Stonehenge is a Neolithic / Bronze Age monument located on Salisbury Plain, Wiltshire, southern England. The first monument on the site, began around 3100 BCE, was a circular ‘henge’ earthwork about 360 feet (110 metres) in diameter, a 'henge' in the archaeological sense being a circular or oval-shaped flat area enclosed by a boundary earthwork.
This structure probably contained a ring of 56 wooden posts (or possibly an early bluestone circle), the pits for which are named Aubrey Holes (after the 17th century local antiquarian John Aubrey). Later, around 3000 BCE (the beginning of Stonehenge Phase II), some kind of timber structure seems to have been built within the enclosure, and Stonehenge functioned as a cremation cemetery, the earliest and largest so far discovered in Britain. Phase III at Stonehenge, beginning around 2,550 BCE, involved the refashioning of the simple earth and timber henge into a unique stone monument.

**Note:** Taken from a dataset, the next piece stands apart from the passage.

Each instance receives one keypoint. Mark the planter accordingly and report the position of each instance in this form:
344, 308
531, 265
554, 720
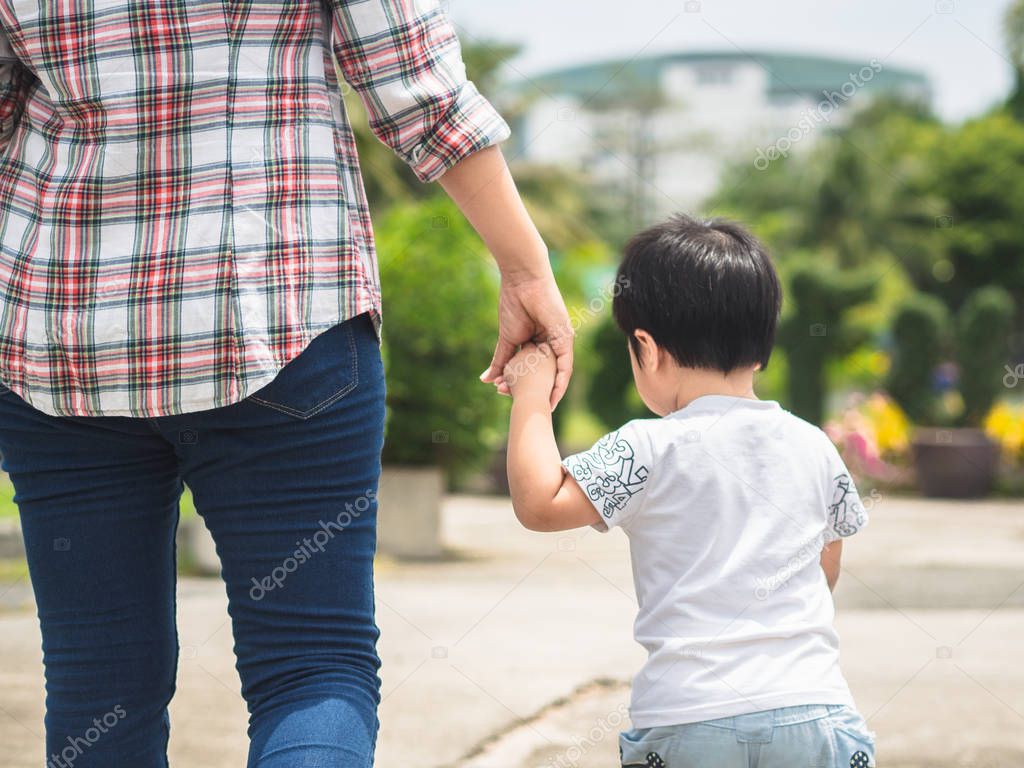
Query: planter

In the first stage, two concentric circles, (sometimes known as the ‘Double Bluestone Circle’), of 80 ‘bluestone’ (dolorite, rhyolite and tuff) pillars were erected at the centre of the monument, with a main entrance to the North East. These bluestones, weighing about 4 tons each, originate in the Preseli Hills, in Pembrokeshire, south-west Wales, and were probably transported from there to Salisbury Plain over a route at least 185 miles long (see the chapter on Preseli). Apart from the bluestones, a 16.4 foot long greenish sandstone slab, now known as the Altar Stone, was brought to Stonehenge from somewhere between Kidwelly, near Milford Haven on the coast to the south of the Preseli Hills and Abergavenny, in southeast Wales.

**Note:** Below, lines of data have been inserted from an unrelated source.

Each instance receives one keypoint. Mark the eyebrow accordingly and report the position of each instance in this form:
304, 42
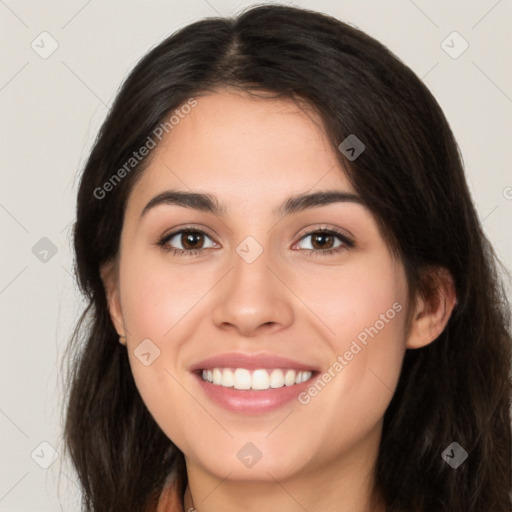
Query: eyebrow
209, 203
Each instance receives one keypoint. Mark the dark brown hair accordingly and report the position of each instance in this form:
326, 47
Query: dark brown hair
457, 388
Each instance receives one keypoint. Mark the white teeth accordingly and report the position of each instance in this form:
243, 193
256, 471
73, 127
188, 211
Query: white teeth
260, 379
289, 378
276, 379
242, 379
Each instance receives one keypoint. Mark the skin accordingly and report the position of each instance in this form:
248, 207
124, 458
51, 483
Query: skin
253, 154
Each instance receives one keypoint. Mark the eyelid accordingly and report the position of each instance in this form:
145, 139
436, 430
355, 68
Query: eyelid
347, 240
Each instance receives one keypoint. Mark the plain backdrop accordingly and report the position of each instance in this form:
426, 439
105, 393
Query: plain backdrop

It is thought that that the north eastern entrance to the enclosure was remodelled during Phase III so that it precisely aligned with the midsummer sunrise and midwinter sunset of the period. Outside this entrance another feature, known as the Avenue, was added to the Stonehenge landscape. The Avenue (probably a ceremonial pathway) consists of a parallel pair of ditches and banks stretching for 1.5 miles from Stonehenge down to the River Avon. It had previosuly been thought that around 2,400 BCE the bluestones were dug up and replaced by enormous sarsen blocks brought from a quarry around 24 miles to the north on the Marlborough Downs.

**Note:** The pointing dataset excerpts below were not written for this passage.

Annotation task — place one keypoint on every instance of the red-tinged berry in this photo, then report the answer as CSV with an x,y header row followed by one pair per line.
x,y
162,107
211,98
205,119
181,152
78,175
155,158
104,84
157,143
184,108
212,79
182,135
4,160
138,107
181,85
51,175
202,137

However, recent work lead by Mike Parker Pearson, Professor of Archaeology at the University of Sheffield has suggested redating the sarsen phase to 2640-2480 BCE, which would obviously affect the chronology of the site significantly. Thirty of these huge sarsens, each around 13.5 feet high, 7 feet wide and weighing around 25 tons, were set up in a 98 foot diameter circle. On top of these were placed smaller sarsen lintels (horizontal stones) spanning the tops and held in place by ‘mortice and tenon’ joints. Within this sarsen circle a horse-shoe shaped setting of 15 more sarsens, making five trilithons (two large stones set upright to support a third on their top) was erected. Somewhere between 2280 and 1900 BCE, the blue stones were re-erected and arranged at least three times, finally forming an inner circle and horseshoe between the sarsen circle and the trilithons, mirroring the two arrangements of sarsen stones. This arrangement is essentially the monument that we see the remains of today.
Between 2030 and 1520 BCE a double ring of oblong pits, known as the Y and Z holes, were dug outside the outermost sarsen circle, possibly to take another setting of stones. However, there is no evidence that the holes ever held stones or wooden posts and they were eventually allowed to silt up naturally. The Y and Z holes seem to mark the end of significant activity at the site and after c. 1520 BCE there was no further construction at Stonehenge, and the monument appears to have been abandoned.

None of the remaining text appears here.